I have been very loosely looking for a job.  I don’t need a job but some extra money and time out of the house might be nice.  So I’ve been checking out Craigslist and sending resumes here and there.  Mostly for Veterinary Receptionist positions because that’s what I did before I became a SAHM.

Yesterday I saw a posting for a Surrogate Coordinator.

Awesome!

The posting just listed organization, personality, fast learner and former surrogate.  I decided to send over my resume.

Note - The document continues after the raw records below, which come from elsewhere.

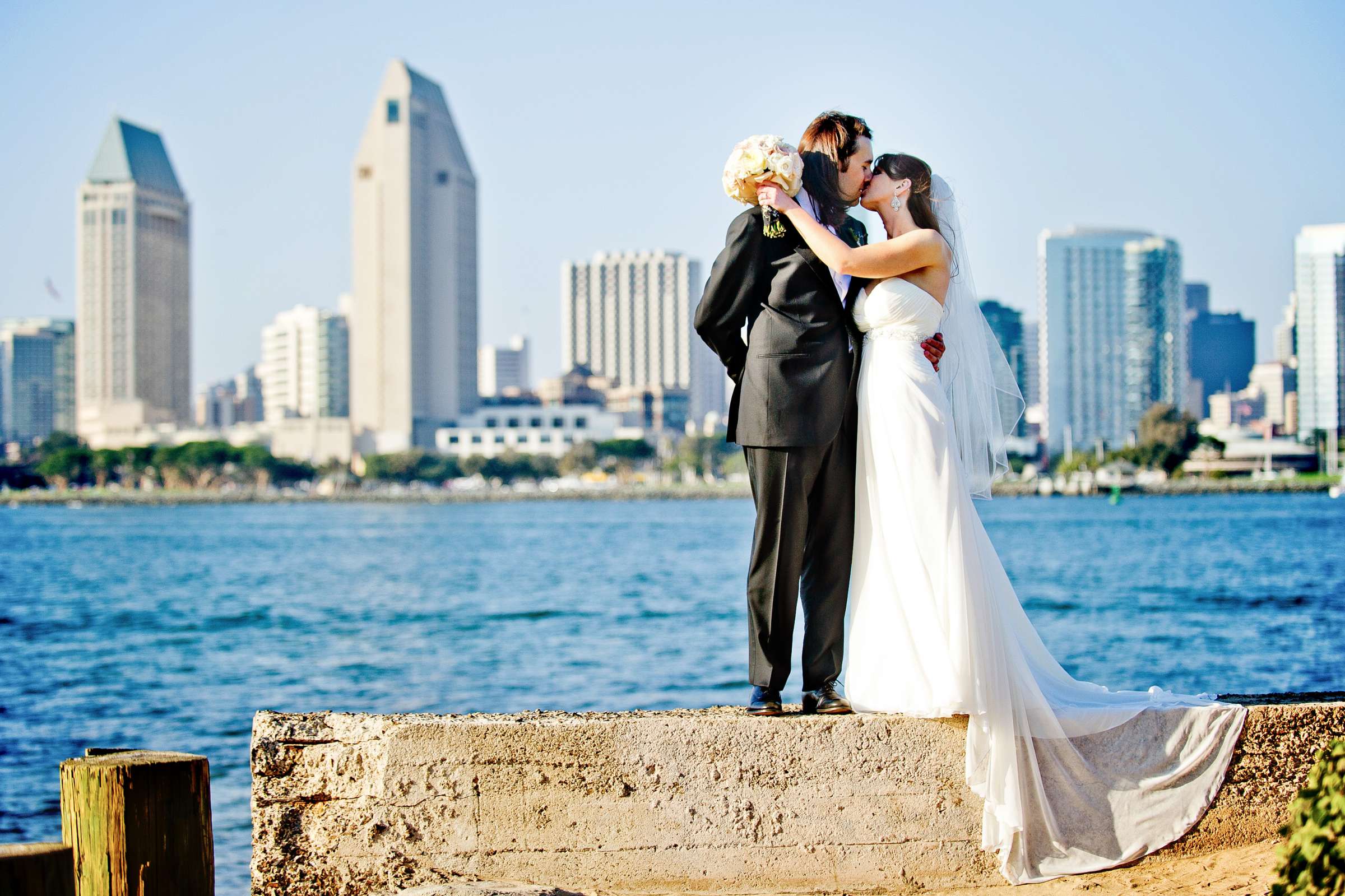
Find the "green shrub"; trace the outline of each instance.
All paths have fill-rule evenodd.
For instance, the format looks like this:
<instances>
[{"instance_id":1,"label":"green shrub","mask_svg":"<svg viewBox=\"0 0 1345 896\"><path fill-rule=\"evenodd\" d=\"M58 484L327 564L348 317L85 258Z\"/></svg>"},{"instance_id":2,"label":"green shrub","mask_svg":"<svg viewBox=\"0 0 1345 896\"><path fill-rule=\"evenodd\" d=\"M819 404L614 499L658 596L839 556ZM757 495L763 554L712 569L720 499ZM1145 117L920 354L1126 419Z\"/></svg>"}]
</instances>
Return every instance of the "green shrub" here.
<instances>
[{"instance_id":1,"label":"green shrub","mask_svg":"<svg viewBox=\"0 0 1345 896\"><path fill-rule=\"evenodd\" d=\"M1289 805L1280 831L1279 880L1271 896L1341 896L1345 893L1345 740L1317 752L1307 786Z\"/></svg>"}]
</instances>

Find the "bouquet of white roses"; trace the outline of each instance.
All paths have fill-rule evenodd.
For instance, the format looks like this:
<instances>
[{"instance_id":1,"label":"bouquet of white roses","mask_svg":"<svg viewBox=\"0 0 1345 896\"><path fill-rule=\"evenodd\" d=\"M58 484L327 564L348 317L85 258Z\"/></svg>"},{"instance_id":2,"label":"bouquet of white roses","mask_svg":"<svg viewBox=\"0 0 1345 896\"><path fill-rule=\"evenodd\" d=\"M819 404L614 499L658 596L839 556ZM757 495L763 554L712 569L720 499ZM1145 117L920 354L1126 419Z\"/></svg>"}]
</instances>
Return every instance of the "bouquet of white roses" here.
<instances>
[{"instance_id":1,"label":"bouquet of white roses","mask_svg":"<svg viewBox=\"0 0 1345 896\"><path fill-rule=\"evenodd\" d=\"M748 137L733 147L729 160L724 164L724 192L730 199L757 204L756 188L773 180L791 196L798 195L803 186L803 156L799 151L773 133ZM764 210L765 226L761 229L768 237L783 237L784 225L780 223L780 213L775 209Z\"/></svg>"}]
</instances>

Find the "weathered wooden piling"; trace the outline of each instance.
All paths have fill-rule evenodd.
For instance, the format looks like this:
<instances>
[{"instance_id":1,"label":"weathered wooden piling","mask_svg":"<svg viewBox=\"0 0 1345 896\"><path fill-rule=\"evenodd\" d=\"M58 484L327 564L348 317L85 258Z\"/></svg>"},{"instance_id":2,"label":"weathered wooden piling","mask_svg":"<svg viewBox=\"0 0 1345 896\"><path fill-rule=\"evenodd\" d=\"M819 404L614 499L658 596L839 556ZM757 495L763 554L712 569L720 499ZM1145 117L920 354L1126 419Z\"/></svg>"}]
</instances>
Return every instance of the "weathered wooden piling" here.
<instances>
[{"instance_id":1,"label":"weathered wooden piling","mask_svg":"<svg viewBox=\"0 0 1345 896\"><path fill-rule=\"evenodd\" d=\"M74 896L74 857L65 844L0 844L0 893Z\"/></svg>"},{"instance_id":2,"label":"weathered wooden piling","mask_svg":"<svg viewBox=\"0 0 1345 896\"><path fill-rule=\"evenodd\" d=\"M75 896L215 892L210 763L132 749L61 763L61 837Z\"/></svg>"}]
</instances>

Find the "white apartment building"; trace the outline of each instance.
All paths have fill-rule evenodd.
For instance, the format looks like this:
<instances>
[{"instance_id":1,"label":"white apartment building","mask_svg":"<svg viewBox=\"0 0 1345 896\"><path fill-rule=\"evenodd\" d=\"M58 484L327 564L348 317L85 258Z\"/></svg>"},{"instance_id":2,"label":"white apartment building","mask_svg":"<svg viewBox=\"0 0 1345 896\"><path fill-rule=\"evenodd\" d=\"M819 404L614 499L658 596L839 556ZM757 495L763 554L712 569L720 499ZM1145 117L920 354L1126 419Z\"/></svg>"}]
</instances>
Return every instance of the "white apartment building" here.
<instances>
[{"instance_id":1,"label":"white apartment building","mask_svg":"<svg viewBox=\"0 0 1345 896\"><path fill-rule=\"evenodd\" d=\"M160 136L113 118L75 198L75 428L188 424L191 217Z\"/></svg>"},{"instance_id":2,"label":"white apartment building","mask_svg":"<svg viewBox=\"0 0 1345 896\"><path fill-rule=\"evenodd\" d=\"M1280 361L1267 361L1252 367L1250 381L1247 389L1266 402L1267 422L1275 426L1289 422L1287 398L1298 389L1298 371Z\"/></svg>"},{"instance_id":3,"label":"white apartment building","mask_svg":"<svg viewBox=\"0 0 1345 896\"><path fill-rule=\"evenodd\" d=\"M363 453L432 447L476 391L476 176L437 83L389 63L351 172L350 413Z\"/></svg>"},{"instance_id":4,"label":"white apartment building","mask_svg":"<svg viewBox=\"0 0 1345 896\"><path fill-rule=\"evenodd\" d=\"M691 326L701 264L677 252L600 252L561 264L561 369L621 387L683 389L690 414L724 414L720 359Z\"/></svg>"},{"instance_id":5,"label":"white apartment building","mask_svg":"<svg viewBox=\"0 0 1345 896\"><path fill-rule=\"evenodd\" d=\"M494 457L507 451L560 457L581 441L617 437L621 416L599 405L480 408L434 433L440 453Z\"/></svg>"},{"instance_id":6,"label":"white apartment building","mask_svg":"<svg viewBox=\"0 0 1345 896\"><path fill-rule=\"evenodd\" d=\"M1345 425L1345 223L1294 238L1298 437Z\"/></svg>"},{"instance_id":7,"label":"white apartment building","mask_svg":"<svg viewBox=\"0 0 1345 896\"><path fill-rule=\"evenodd\" d=\"M340 312L295 305L261 331L265 420L346 417L350 412L350 332Z\"/></svg>"},{"instance_id":8,"label":"white apartment building","mask_svg":"<svg viewBox=\"0 0 1345 896\"><path fill-rule=\"evenodd\" d=\"M1119 445L1155 401L1186 397L1181 252L1138 230L1044 230L1037 241L1038 394L1048 449Z\"/></svg>"},{"instance_id":9,"label":"white apartment building","mask_svg":"<svg viewBox=\"0 0 1345 896\"><path fill-rule=\"evenodd\" d=\"M74 339L73 320L0 320L0 441L75 431Z\"/></svg>"},{"instance_id":10,"label":"white apartment building","mask_svg":"<svg viewBox=\"0 0 1345 896\"><path fill-rule=\"evenodd\" d=\"M482 397L518 396L531 386L527 336L514 336L507 346L476 350L476 383Z\"/></svg>"}]
</instances>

The attorney, Steven R. Liss, called me today.  We talked on the phone for nearly an hour.  He seemed nice enough but as with most attorney’s I’ve met, he liked to talk….and talk….He told me I sounded “perfect” and wanted me to come down tomorrow (Saturday) to meet.

YAY!

Well, not exactly…

I went to my surrogacy forum to see if I could get some info on this attorney and agency.  Usually, good and bad information can be found from other surrogates.  Surprisingly, there was nothing.  One comment that reflected a good experience with him.

So I Googled him.

HOLY COW!

Go ahead, Google:  Steven R. Liss.  You will get pages and pages of crap on this guy.  Complaint after complaint on what a sleezebag he is.  He’s taken money from people and never performed services.  He’s solicited divorcing women to become surrogates for his agency offering discounted divorce fees.  Then, the best ever:  In July he was charged with “solicitation of MURDER (against his ex-wife) and allegations of spousal abuse and false imprisonment.”

Nice.

Do you think I should take the job?

I don’t think so.

Thank you to the Google Gods for saving me.